Family. It is a simple term for a very complicated group of people. It can, however, be respectfully simplified, to its bare bones. It is love, forgiveness, safety and although not everyone is fortunate to be able to look fondly upon their family, I can say that it has been a long while since I have seen such a heart-warming and intimate production at the theatre. I was emotionally nourished and I feel the whole audience detected that they were in a special place where they could feel nostalgically safe, retrospectively greedy in allowing the warm and fuzzy feelings to tingle their toes.
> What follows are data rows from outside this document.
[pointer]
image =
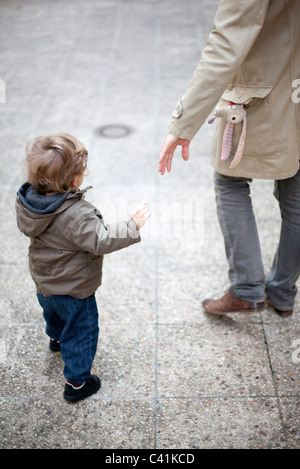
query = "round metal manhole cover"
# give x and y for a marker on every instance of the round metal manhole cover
(113, 131)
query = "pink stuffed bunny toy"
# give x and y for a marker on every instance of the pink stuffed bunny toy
(233, 114)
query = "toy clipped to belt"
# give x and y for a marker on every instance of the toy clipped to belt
(233, 114)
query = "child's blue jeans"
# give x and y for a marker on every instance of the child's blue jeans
(74, 323)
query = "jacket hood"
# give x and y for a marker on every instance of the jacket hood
(36, 211)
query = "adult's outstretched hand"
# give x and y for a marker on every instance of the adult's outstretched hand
(168, 149)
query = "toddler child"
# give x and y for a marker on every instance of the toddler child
(68, 239)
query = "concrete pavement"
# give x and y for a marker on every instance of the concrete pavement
(172, 376)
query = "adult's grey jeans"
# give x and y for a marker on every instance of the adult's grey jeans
(242, 246)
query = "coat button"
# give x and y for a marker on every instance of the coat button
(178, 110)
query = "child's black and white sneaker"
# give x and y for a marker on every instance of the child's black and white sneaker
(75, 392)
(54, 345)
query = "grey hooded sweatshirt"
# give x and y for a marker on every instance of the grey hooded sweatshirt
(68, 239)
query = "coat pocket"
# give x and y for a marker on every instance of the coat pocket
(246, 94)
(260, 139)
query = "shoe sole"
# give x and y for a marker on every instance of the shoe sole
(83, 396)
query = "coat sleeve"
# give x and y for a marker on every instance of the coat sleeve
(236, 27)
(93, 236)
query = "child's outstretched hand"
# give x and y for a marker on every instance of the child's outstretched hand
(141, 215)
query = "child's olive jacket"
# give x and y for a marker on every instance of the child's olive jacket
(68, 239)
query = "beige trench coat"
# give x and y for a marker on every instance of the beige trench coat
(252, 56)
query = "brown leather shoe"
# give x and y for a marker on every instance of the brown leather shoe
(283, 314)
(230, 304)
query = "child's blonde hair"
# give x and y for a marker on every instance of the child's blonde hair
(54, 161)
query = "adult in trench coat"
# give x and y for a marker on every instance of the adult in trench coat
(252, 58)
Matt Harper-Hardcastle’s “Any Mother Would” is a celebration of family and particularly, the key role which the Mother plays. Matt helps the audience celebrate the magic that a Mother can conjure for any eventuality; She makes sure that all is well, that everything works just the way it should and that everyone’s socks are toasty warm!

The cast were wonderful. They really were believable as the “Towers” family unit; they flowed brilliantly off each other and there was great energy between them.
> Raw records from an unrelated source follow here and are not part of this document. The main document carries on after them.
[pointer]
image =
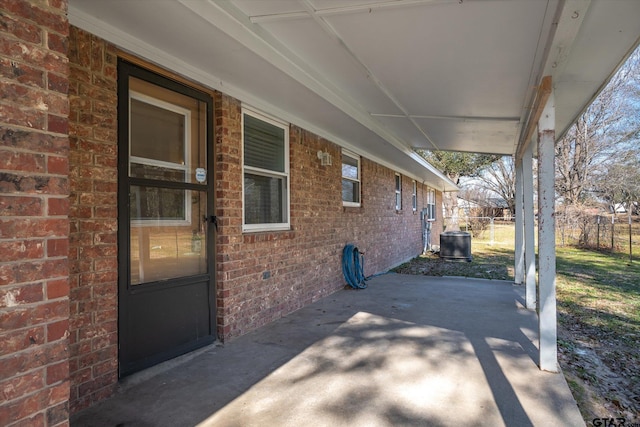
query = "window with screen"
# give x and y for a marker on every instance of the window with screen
(266, 173)
(431, 205)
(350, 179)
(414, 196)
(398, 192)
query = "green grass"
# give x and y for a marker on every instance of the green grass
(603, 290)
(598, 297)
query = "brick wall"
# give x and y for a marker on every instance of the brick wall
(34, 229)
(93, 219)
(264, 276)
(58, 208)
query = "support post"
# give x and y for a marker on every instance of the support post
(529, 228)
(519, 249)
(547, 317)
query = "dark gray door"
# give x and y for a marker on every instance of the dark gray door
(166, 289)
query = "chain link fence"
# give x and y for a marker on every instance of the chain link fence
(618, 234)
(489, 230)
(614, 233)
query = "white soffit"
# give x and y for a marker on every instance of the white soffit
(382, 77)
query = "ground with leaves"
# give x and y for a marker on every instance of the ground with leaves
(598, 316)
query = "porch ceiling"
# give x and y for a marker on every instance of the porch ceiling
(384, 77)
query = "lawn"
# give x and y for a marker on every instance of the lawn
(598, 320)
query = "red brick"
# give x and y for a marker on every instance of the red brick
(20, 206)
(16, 250)
(37, 420)
(57, 43)
(57, 330)
(22, 73)
(34, 270)
(33, 227)
(58, 414)
(13, 342)
(58, 165)
(24, 162)
(16, 295)
(21, 316)
(57, 206)
(57, 288)
(21, 385)
(58, 372)
(37, 184)
(57, 247)
(28, 140)
(21, 30)
(57, 124)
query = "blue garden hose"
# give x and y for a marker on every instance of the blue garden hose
(353, 267)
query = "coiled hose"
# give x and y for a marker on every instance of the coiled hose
(353, 267)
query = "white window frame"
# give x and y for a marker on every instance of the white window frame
(358, 180)
(184, 167)
(414, 195)
(282, 226)
(398, 191)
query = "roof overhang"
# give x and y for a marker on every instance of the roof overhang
(381, 77)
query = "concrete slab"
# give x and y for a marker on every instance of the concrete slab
(406, 351)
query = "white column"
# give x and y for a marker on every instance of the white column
(529, 228)
(546, 238)
(519, 249)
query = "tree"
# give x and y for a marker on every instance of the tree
(499, 177)
(588, 149)
(620, 185)
(456, 165)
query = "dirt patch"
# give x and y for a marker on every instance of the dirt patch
(602, 371)
(431, 264)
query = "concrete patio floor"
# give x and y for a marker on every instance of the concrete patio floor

The Mother, Frances Towers was played tenderly by Jane Allanach and she was omnipresent in her influence as an actress and as a character. James Knight played Frances’ son, Charles and gave an excellent performance; he simultaneously brought a vulnerability and a strength to the character and he managed his physicality well, consistently maintaining Charles’ physical impairment throughout the play. Father, John Towers, was cheerfully portrayed by Andy Love and was fantastic in his main scene after arriving back from the Golf Club a little worse for wear. Anna Rogers played the Daughter, Jenny-Lynn Towers and expertly delivered her performance of a frustrated and aspirational young woman who doesn’t realise her full potential. Anna and James interact lovingly as siblings and portray their younger selves well in “flash backs”. We were also treated to the voice talents of Stu Freestone as Charles’ partner, Bryan and Tom Barry as the TV Voice on the nature program.

I enjoyed the memory scenes, flash backs in the play where the characters remember an influential part of their past. Matt directed these flashbacks intelligently and the accompanying sound and music from Josh Goodman was professionally utilised as a tool to make these segments more effective.

It seemed to me that Matt Harper-Hardcastle had clearly gained inspiration for this caring Mother character from his own family memories and it was a lovely insight into his life. The play was, however, open enough to allow us all, as the audience, to remember our own family experiences. It also prompted me to think to the future and imagine the future nostalgia I will experience when I look back at my children and my role as a parent.

I would highly recommend catching this play the next time around. It is a short, sweet offering to a busy world of theatre; a sanctuary from the stresses of life, much like a mother’s hug. A big well done to the company for this production and for their charitable work as well.